Statistik zum Tag der Einheit:

Große Lohnunterschiede zwischen Ost und West

Ostdeutsche verdienen deutlich weniger als WestdeutscheOst und West unterscheiden sich noch immer deutlich, was den Arbeitsmarkt anbetrifft. Auch pendeln mehr Ostdeutsche in den Westen als umgekehrt.
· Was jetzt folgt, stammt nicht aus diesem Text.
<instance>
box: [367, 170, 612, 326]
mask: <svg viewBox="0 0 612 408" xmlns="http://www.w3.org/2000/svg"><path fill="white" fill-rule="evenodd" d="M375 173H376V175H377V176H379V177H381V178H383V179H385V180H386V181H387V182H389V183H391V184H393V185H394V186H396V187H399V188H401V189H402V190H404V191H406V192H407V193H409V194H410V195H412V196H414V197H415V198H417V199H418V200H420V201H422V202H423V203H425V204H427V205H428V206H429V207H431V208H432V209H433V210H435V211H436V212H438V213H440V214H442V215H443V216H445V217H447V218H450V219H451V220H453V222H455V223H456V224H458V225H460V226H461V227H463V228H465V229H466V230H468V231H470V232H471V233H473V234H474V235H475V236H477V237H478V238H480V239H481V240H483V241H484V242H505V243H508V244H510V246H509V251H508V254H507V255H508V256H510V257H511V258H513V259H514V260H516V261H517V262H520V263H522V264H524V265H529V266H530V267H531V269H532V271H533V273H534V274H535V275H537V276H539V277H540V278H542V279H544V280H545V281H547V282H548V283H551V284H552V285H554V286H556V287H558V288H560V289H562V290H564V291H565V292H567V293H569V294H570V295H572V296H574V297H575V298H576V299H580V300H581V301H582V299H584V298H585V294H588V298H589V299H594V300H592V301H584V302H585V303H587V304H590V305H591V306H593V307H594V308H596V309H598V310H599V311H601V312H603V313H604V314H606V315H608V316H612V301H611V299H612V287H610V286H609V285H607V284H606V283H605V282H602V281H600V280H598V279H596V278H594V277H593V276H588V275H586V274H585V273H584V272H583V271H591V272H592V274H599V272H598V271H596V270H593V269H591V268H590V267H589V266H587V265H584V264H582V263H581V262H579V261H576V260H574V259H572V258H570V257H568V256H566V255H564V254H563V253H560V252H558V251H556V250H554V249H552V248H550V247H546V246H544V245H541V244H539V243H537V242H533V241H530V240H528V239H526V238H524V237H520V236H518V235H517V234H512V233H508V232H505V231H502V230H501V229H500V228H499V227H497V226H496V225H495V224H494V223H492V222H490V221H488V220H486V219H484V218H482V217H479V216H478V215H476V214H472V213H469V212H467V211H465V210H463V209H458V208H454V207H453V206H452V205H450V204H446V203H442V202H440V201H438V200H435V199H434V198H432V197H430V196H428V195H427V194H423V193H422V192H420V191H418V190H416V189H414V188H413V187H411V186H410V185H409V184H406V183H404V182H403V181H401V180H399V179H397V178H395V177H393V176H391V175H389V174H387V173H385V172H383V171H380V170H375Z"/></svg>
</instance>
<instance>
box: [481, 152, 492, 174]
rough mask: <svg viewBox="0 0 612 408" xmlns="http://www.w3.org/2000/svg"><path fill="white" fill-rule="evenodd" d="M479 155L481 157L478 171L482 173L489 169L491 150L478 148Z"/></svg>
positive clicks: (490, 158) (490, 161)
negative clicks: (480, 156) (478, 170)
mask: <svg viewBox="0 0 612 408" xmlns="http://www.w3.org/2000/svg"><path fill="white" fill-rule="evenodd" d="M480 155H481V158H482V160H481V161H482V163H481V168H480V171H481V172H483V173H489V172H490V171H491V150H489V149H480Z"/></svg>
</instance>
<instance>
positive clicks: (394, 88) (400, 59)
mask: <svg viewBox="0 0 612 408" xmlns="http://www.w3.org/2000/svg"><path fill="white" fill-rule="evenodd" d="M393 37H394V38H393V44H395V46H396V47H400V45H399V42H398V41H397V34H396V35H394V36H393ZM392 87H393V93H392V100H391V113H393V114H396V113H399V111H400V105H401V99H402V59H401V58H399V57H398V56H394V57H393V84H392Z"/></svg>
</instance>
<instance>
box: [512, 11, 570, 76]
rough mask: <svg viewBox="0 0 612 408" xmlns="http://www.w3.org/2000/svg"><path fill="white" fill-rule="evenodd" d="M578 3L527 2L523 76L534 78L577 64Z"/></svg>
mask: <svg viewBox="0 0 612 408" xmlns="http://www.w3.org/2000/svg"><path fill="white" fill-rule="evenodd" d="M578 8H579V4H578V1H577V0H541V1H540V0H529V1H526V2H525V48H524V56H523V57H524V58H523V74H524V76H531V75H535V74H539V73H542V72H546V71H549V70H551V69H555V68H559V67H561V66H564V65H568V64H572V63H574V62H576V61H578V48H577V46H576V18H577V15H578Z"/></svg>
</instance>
2449 Euro brutto verdienen Vollzeitbeschäftigte in Ostdeutschland im Durchschnitt.
Arno Burgi 2449 Euro brutto verdienen Vollzeitbeschäftigte in Ostdeutschland im Durchschnitt.

Auch ein Vierteljahrhundert nach der Wende liegt Ostdeutschland beim Lohnniveau deutlich hinter den alten Bundesländern. Verdienten sozialversicherungspflichtig Vollzeitbeschäftigte in Ostdeutschland Ende 2015 durchschnittlich 2449 Euro brutto im Monat, waren es in Westdeutschland 3218 Euro. Noch immer pendeln auch wesentlich mehr Beschäftigte aus Ostdeutschland zum Arbeiten in die westlichen Bundesländer als in umgekehrter Richtung.

Auf diese Statistik-Daten der Bundesagentur für Arbeit machte die Linken-Bundestagsabgeordnete Sabine Zimmermann anlässlich des Tages der Deutschen Einheit aufmerksam. „Von gleichwertigen Lebensverhältnissen in Ost und West kann nicht gesprochen werden“, sagte sie.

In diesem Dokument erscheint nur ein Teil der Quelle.